An insightful comment from the French author Marie-Henri Beyle (1783-1842), better known as Stendhal:
"Almost all our misfortunes in life come from the wrong notions we have about the things that happen to us. To know men thoroughly, to judge events sanely, is, therefore, a great step towards happiness."
Sharleen Spiteri and her band Texas? They were really big in England back in the nineties, but never really broke through in the US (although I always thought Sharleen was kind of a British burnette version of Debbie Harry, which in itself should've been a huge leg up). Anyway, here's one of my favorite songs by the group:
This picture portrays my Gramma, my sister Sally, and my cousin Ann Marie. But in the original shot, there are three other people in the frame. Who did I cut out? Put your guesses in the comments section (and given recent difficulties of quiz participants, I may give it to the first to name two of the three).
Last week I asked you to identify some baby eyes, and for the second week in a row, there were no correct answers. But rather than declare victory on my part, I'll keep the contest open for another week-- so feel free to take another shot at that one too, by following the above link.
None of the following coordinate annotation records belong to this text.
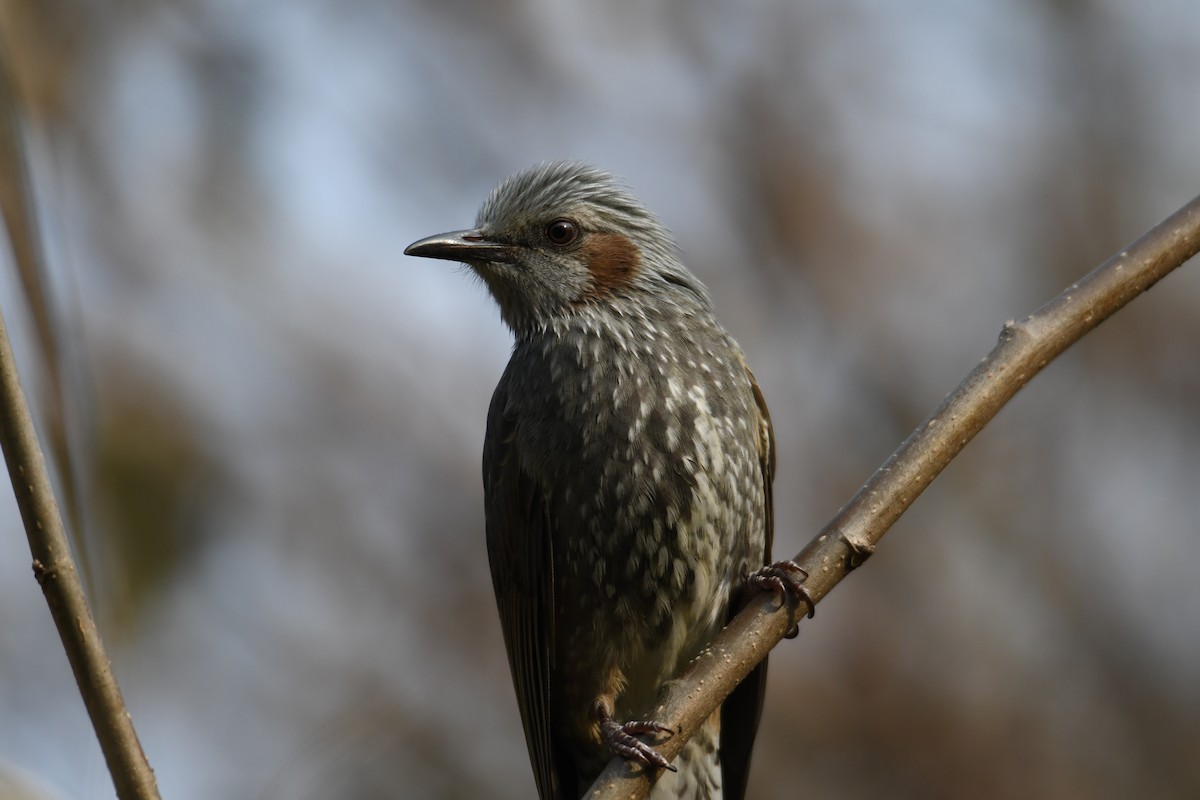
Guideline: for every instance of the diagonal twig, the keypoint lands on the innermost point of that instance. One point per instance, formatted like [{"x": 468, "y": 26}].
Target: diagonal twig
[
  {"x": 1025, "y": 347},
  {"x": 53, "y": 565}
]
A couple of days ago I posted the above screen shot from an episode of the 1970s TV show Room 222, and speculated on where it was I'd seen that font before. The post prompted some feedback, including a note from FOB (Friend of the Blog) "e" linking to a YouTube clip of the end credits of the classic Gilligan's Island. I spent several hours peering intently at every matching letter between the two data sets, and ultimately realized it was a waste of time trying to find any difference (although I'm still not sure the R's are identical). They are, for all intents and purposes, the same font, and I'm willing to concede that a memory of the latter is deeply embedded in my unconscious from endless repeat viewings of Gilligan's hijinks over the years. However, I was still a little curious. The fact is that, while I was exposed to numerous reruns of the program in the past, it's probably going on twenty years since I last watched the show. So I wondered if there wasn't a more recent match that was setting off my radar. I decided to investigate further, and began pumping names of programs into the YouTube search engine. I started with the shows that I had first considered: M*A*S*H, The Odd Couple, and Barney Miller; sure enough, there was a hit:
That's a screen-capture from the closing credits to Barney Miller. So now, I started wondering just how ubiquitous this particular font was, so I started to barnstorm. I looked at credits from The Partridge Family, The Brady Bunch, Welcome Back Kotter (suggested by my sister Theresa), Nanny and the Professor, The Governor and JJ, and a bunch of others. I mostly focused on shows from the ABC network, since that's where Room 222 and Barney Miller were broadcast, and especially Friday night shows, since that's when they aired. No other hits, but I wasn't convinced I'd gotten to the bottom of the issue since, although I've seen it more recently than Gilligan's Island, it still had been years since I've watched Barney Miller. And then, it hit me:
Earlier this Fall, my morning exercise routine was accompanied by viewing the first season of My Three Sons. I popped in one of those discs, and there it was in the end credits-- the exact same font as that used in Room 222. That almost certainly was why it looked so familiar: I'd seen it every day for the four or five weeks it took me to go through the season's episodes, and just a few weeks before I moved on to the other show. In another interesting fluke, although My Three Sons appeared for most of its long run (about twelve years or so) on CBS, it actually started out as an ABC show, just like Room 222 and Barney Miller (though Gilligan was a CBS program). I don't know what this all means, but I can assure you that getting to the bottom of this little mystery has definitely taken a load off my mind.